Admin UI
This directory contains the client-side code for CockroachDB's web-based admin
UI, which provides details about a cluster's performance and health. See the
Admin UI docs
for an expanded overview.
Getting Started
To start developing the UI, be sure you're able to build and run a CockroachDB
node. Instructions for this are located in the top-level README. Every Cockroach
node serves the UI, by default on port 8080, but you can customize the port with
the --http-port
flag. If you've started a node with the default options,
you'll be able to access the UI at http://localhost:8080.
Our UI is compiled using a collection of tools that depends on
Node.js and are managed with
Yarn, a package manager that offers more deterministic
package installation than NPM. NodeJS 6.x and Yarn 0.22.0 are known to work.
With Node and Yarn installed, bootstrap local development by running make
in
this directory. This will run yarn install
to install our Node dependencies,
run the tests, and compile the assets. Asset compilation happens in two steps.
First, Webpack runs the TypeScript compiler and CSS
preprocessor to assemble assets into the dist
directory. Then, we package
those assets into embedded.go
using
go-bindata. When you later run make build
in the parent directory, embedded.go
is linked into the cockroach
binary so that it can serve the admin UI when you run cockroach start
.
Developing
When making changes to the UI, it is desirable to see those changes with data
from an existing cluster without rebuilding and relaunching the cluster for each
change. This is useful for rapidly visualizing local development changes against
a consistent and realistic dataset.
We've created a simple NodeJS proxy to accomplish this. This server serves all
requests for web resources (JavaScript, HTML, CSS) out of the code in this
directory, while proxying all API requests to the specified CockroachDB node.

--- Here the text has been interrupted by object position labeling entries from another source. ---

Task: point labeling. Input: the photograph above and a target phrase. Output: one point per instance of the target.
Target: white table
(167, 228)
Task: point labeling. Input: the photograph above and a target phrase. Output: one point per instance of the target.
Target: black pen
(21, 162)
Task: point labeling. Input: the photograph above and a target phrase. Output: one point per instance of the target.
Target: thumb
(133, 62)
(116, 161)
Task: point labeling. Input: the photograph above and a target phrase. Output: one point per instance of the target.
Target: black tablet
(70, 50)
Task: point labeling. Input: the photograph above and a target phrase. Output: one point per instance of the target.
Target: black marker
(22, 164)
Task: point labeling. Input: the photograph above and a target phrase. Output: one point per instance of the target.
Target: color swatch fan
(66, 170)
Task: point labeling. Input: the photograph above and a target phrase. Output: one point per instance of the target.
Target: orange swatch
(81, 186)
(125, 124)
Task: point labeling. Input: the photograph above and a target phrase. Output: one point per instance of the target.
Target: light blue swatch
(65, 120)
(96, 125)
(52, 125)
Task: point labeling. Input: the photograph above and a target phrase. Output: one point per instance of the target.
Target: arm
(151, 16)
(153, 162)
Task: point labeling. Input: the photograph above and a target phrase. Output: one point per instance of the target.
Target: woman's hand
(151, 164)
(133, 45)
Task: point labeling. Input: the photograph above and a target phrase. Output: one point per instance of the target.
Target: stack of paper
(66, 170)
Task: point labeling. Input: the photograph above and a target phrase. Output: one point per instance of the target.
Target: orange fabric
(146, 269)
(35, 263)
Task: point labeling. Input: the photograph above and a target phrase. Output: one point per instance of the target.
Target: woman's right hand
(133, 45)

To use this proxy, run ./proxy.js <target-cluster-http-uri>
and navigate to
http://localhost:3000
to access the UI.
When you're ready to submit your changes, be sure to run make
in this
directory to regenerate the on-disk assets so that your commit includes the
updated embedded.go
. This is enforced by our build system, but forgetting to
do this will result in wasted time waiting for CI. We commit this generated file
so that CockroachDB can be compiled with minimal non-go
dependencies.
Be sure to also commit modifications resulting from dependency changes, like
updates to package.json
and yarn.lock
.
Running tests
If you'd like to run the tests directly you can run make test
. If you're
having trouble debugging tests, we recommend using make test-debug
which
prettifies the test output and runs the tests in Chrome. When a webpage opens,
you can press the debug button in the top right-hand corner to run tests and set
breakpoints directly in the browser.